I feel like I carry some of that burden…I feel like I was an accomplice somehow…like some of that conservative blood is on my hands. Maybe it doesn’t help that I just finished reading Frank Schaeffer’s Crazy for God: How I Grew Up as One of the Elect, Helped Found the Religious Right, and Lived to Take All (or Almost All) of it Back. (Interesting read, by the way…)

But I’d be fooling myself to not think that I was influenced by what I witnessed and perceived as I grew up and the mark left on me is not particularly the mark left on my siblings. That’s what makes it my story. My unique set of markers that make me, me.

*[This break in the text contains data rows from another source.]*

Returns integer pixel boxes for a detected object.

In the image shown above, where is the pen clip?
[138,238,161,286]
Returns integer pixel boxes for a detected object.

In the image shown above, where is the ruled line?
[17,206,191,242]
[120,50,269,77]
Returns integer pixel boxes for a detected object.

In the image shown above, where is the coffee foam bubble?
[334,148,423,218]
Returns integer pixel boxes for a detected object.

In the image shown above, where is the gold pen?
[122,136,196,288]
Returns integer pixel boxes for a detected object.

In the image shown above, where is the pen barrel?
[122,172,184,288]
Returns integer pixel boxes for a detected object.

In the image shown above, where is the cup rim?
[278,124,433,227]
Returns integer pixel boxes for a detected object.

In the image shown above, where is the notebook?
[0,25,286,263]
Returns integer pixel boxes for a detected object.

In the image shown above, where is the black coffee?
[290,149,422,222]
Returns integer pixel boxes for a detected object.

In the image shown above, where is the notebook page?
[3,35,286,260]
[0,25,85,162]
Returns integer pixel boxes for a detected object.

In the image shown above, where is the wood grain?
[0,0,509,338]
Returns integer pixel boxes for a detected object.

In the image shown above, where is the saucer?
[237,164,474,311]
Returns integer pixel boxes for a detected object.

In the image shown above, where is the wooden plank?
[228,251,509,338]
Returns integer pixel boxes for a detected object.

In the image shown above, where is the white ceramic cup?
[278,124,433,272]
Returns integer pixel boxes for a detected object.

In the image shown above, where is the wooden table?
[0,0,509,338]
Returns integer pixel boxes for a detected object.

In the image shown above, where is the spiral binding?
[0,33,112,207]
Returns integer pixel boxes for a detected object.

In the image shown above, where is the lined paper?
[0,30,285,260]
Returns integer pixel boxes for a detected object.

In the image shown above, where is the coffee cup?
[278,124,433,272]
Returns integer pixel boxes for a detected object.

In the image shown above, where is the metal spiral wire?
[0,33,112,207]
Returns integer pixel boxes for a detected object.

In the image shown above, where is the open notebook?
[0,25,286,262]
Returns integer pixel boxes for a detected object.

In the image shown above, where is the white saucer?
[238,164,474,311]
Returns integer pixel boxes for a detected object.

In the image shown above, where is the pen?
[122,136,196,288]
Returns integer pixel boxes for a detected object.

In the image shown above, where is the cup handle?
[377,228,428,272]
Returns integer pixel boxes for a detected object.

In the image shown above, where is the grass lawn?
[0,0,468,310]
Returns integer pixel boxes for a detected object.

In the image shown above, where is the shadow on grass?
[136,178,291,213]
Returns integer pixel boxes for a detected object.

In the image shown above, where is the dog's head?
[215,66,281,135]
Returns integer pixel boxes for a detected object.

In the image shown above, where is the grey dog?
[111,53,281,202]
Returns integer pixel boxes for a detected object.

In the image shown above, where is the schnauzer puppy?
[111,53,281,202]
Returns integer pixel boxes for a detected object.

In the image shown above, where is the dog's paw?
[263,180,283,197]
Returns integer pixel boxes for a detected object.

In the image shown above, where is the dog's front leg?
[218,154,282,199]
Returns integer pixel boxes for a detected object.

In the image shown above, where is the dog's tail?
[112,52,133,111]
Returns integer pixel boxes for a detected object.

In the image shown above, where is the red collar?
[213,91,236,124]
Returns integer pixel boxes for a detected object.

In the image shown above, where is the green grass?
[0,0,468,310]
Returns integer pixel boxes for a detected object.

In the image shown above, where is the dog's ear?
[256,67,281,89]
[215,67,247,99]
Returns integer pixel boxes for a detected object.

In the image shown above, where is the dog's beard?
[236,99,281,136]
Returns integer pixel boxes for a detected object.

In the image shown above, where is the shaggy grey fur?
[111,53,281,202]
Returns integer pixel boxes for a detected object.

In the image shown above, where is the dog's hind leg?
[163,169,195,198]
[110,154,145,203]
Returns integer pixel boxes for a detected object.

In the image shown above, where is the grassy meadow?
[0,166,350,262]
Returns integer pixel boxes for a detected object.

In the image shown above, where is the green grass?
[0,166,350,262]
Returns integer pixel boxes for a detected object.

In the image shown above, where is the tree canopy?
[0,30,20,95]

So, no apologies…not to my dear sweet 81 year old mother who prayed about it all and remembered, “I’m a Republican after all!” and that’s how her ballot bore her mark. Mine is one of the tears and faces in last night’s Chicago throng. How ironic that it would come full circle for me there yet again. I was raised in racial tension of Gary, IN and a child of White Flight.

I held my own kids captive for years in apathetic indifference, trying not to be an American but they have shown me a new way – a new hope – a new day. And for once in my life I can say I feel proud to be an American!